Рензо думает, что они с Эйнс-чан определённо не были знакомы - потому сейчас у них в общении хуйня полнейшая.


И с этой мыслью он смотрит, как сучка Эйнс-чан запрыгивает в автобус, оставляя его на холодной остановке - и это в-третьих.



***



Эйнс-чан говорит "мы не друзья", Эйнс-чан говорит "в прошлой жизни мы не были друзьями", Эйнс-чан постоянно говорит, что они не друзья, у Рензо вообще есть ощущение, что это его слова, в одной из других вселенных точно, но ему пофиг, ему пофиг катастрофически, охуически, неебически, и так далее, у Рензо снова мигрень, а Эйнс-чан продолжает говорить, что они не друзья.


Но одновременно с этим Эйнс-чан заливает ему про их психо-эмоциональную связь, Рензо не знает, что это, пытается понять смысл из названия, выходит плохо, поэтому он смотрит на Эйнс-чан, смотрит в глаза, видит своё отражение в её очках, и Эйнс-чан вздыхает, и говорит, что, если бы они пили вместе, то ей было бы даже не очень стрёмно.


Само слово "стрёмно" всё ещё есть, но это уже не вина Эйнс-чан, это уже Рензо, это уже его ебанутый стиль жизни, это уже тот факт, что каждая девочка так или иначе боится, что парень подсыпет ей что-то в коктейль.

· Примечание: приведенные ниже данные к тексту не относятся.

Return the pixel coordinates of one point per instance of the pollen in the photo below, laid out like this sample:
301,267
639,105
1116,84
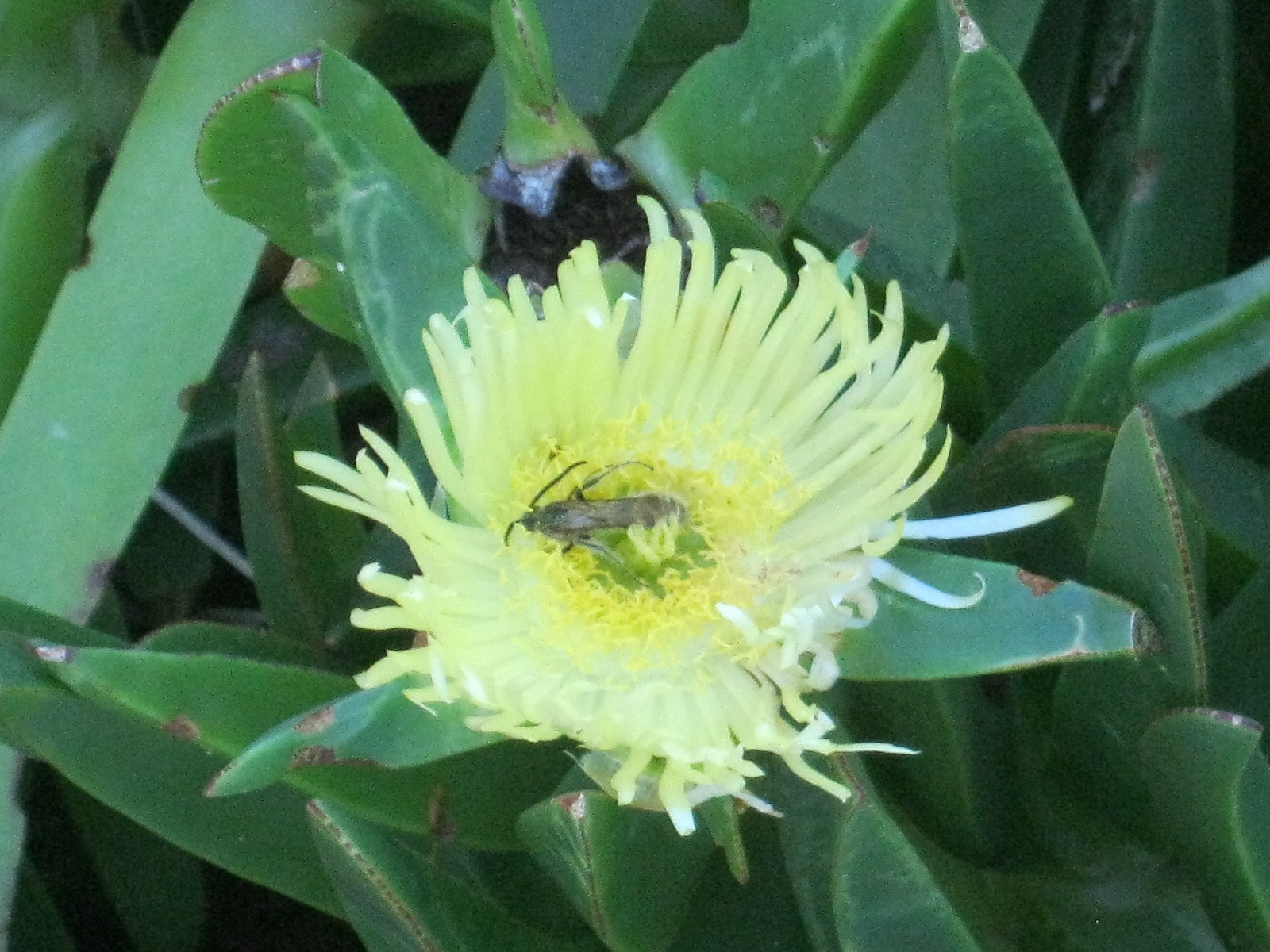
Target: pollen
660,514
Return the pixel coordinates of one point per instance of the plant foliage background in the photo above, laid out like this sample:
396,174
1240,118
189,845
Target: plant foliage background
1083,197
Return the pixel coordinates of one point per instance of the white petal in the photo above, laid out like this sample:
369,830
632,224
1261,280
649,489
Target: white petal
990,524
893,578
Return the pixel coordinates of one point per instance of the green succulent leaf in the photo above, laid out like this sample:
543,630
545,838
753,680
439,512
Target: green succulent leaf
400,900
1206,343
302,593
1160,192
379,725
905,152
1210,784
233,641
395,258
1030,260
1147,546
168,268
42,168
12,829
1022,621
772,113
222,704
1087,380
156,889
626,871
156,780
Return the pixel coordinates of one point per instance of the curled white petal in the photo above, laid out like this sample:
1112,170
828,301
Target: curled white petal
990,524
897,579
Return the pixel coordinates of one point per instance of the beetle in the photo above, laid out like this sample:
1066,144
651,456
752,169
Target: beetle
573,520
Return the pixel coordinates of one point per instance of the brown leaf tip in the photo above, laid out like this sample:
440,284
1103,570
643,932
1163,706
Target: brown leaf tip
575,805
969,37
313,755
57,654
318,721
183,727
1038,584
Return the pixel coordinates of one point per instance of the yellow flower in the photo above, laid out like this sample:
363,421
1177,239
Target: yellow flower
664,513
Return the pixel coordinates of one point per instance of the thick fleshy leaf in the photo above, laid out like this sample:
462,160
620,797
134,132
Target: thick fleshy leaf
1030,260
722,816
252,164
156,889
224,704
1022,621
626,871
42,168
381,217
1210,785
1206,343
232,641
302,594
1026,465
383,755
614,69
772,113
220,702
156,780
399,900
751,917
1233,493
905,152
12,827
36,920
1087,380
964,782
1238,651
1162,111
165,268
378,727
860,881
1147,546
400,263
311,424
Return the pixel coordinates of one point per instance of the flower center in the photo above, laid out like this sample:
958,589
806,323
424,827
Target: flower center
629,536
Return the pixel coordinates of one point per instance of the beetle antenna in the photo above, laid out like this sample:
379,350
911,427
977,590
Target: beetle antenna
556,480
602,474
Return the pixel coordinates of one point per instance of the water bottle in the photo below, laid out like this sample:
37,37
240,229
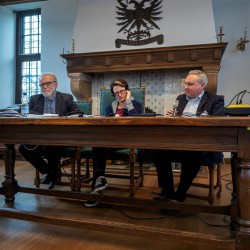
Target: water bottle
24,105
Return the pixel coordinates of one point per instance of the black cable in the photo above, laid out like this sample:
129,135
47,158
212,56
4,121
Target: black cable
214,225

Рензо бы так не сделал, потому что они не будут вместе пить, потому что Эйнс-чан за зож, у неё ебучка кривится, если в её сторону выдохнуть дым, у неё отвращение к спиртовой горечи, у неё уёбанная эмаль, по которой нельзя ебашить сахаром, а у Рензо самый вменяемый образ жизни - кошелёк говорит "давай не надо".


И Рензо - его слушает, потому что деньги Рензо любит, потому что свои кровно нажитые финансы Рензо жалеет, и потому что на хуету всякую деньги тратить Рензо не привык.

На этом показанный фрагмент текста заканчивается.